Ibu melanjutkan kayuhan pada mesin jahitnya dan menyelesaikan beberapa potong agar tersambung sempurna, lalu ia menepis pakaian itu dan meletakkannya di lembar papan sebelah kanan mesin jahit. Ia bercerita bahwa sebentar lagi Pak Sodiran pulang dari tugasnya, kepulangan yang berbarengan dengan para kepala keluarga lainnya biasanya disambut dengan kebahagiaan luar biasa namun tidak bagi Ibu Sodiran. Kehidupannya nampak begitu baik tetapi dibalik itu tersimpan persoalan yang tak seorangpun mengiranya.

“Beliau takut bertemu suaminya” tutur ibu

“Takut?” sergahku.

“Ya, beliau takut Pak sodiran akan marah besar karena selama ini ia memiliki hutang yang tak sanggup ia bayar, entah hutang apa tetapi yang pasti hutang itu tentu akan dipertanyakan, dan beliau tak sanggup untuk menghadapinya. Beliau memilih mengakhiri hidupnya agar tak bertemu dengan suaminya, tak berani bercerita apa yang dialaminya. Hidupnya nampak lebih baik dari kita semua disini tetapi itulah rahasia masing-masing orang!” ibu menatap saya yang tengah tertegun.

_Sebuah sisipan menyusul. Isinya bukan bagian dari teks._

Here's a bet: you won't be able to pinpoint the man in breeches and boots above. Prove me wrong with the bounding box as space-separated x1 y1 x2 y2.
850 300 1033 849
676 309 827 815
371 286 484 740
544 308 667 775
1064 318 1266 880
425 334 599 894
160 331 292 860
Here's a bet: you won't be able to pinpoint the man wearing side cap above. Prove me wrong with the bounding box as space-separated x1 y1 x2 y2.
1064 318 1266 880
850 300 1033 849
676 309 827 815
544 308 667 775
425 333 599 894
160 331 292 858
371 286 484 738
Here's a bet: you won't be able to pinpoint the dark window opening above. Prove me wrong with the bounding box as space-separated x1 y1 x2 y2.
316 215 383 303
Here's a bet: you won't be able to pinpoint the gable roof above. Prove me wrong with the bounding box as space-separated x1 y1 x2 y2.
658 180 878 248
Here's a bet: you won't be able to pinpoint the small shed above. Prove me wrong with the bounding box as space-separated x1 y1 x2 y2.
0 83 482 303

“Pesan ibu, syukurilah apa yang kamu miliki dan tegarlah pada kekurangan yang kamu hadapi!”

Beberapa hari kemudian Pak Sodiran jatuh lunglai dimuka rumah, atas kepentingan dinas berita itu baru ia terima ketika kakinya menjejak bumi Jakarta. Kegagahannya yang terbentuk dalam kehidupan daerah konflik di hutan dan kota-kota yang mencekam, luluh pada kenyataan bahwa ia kehilangan istrinya hanya karena persoalan yang mungkin menurutnya bisa ia pahami dan maafkan. Hanya pelukan anak-anak yang masih kecil menyambutnya dengan tangis pilu seolah hendak mengadu pada ayahnya atas kehilangan sosok yang tak semestinya terjadi.

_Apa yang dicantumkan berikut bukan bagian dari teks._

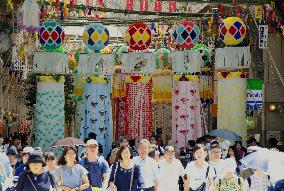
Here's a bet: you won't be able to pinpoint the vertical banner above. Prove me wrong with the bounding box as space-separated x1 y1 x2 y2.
32 76 65 152
217 72 247 140
125 76 152 140
258 25 268 49
254 5 263 19
140 0 148 12
80 76 113 157
125 0 134 11
172 75 202 148
169 1 177 13
154 0 162 12
247 79 263 110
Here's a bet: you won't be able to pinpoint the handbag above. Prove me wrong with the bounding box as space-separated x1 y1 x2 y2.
189 166 209 191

Tuhan menciptakan manusia pada tugasnya masing-masing, sementara orang lain terpaksa bertugas di medan perang untuk mempertahankan kehidupan, tetapi ada sebagian lain yang tak berani kemedan laga dan menyia-nyiakan kehidupan. Sampai kini, peristiwa bunuh diri masih merupakan peristiwa yang membersitkan ngilu, apapun alasan yang diambil oleh orang yang melakukannya. Tangis seorang tentara yang gagah berani beserta anak-anaknya memberi pelajaran bahwa hidup tak semestinya disia-siakan begitu dan bahagia tak semestinya dilihat dari apa yang seseorang miliki melainkan dari bagaimana seseorang mensyukuri apa yang dimiliki.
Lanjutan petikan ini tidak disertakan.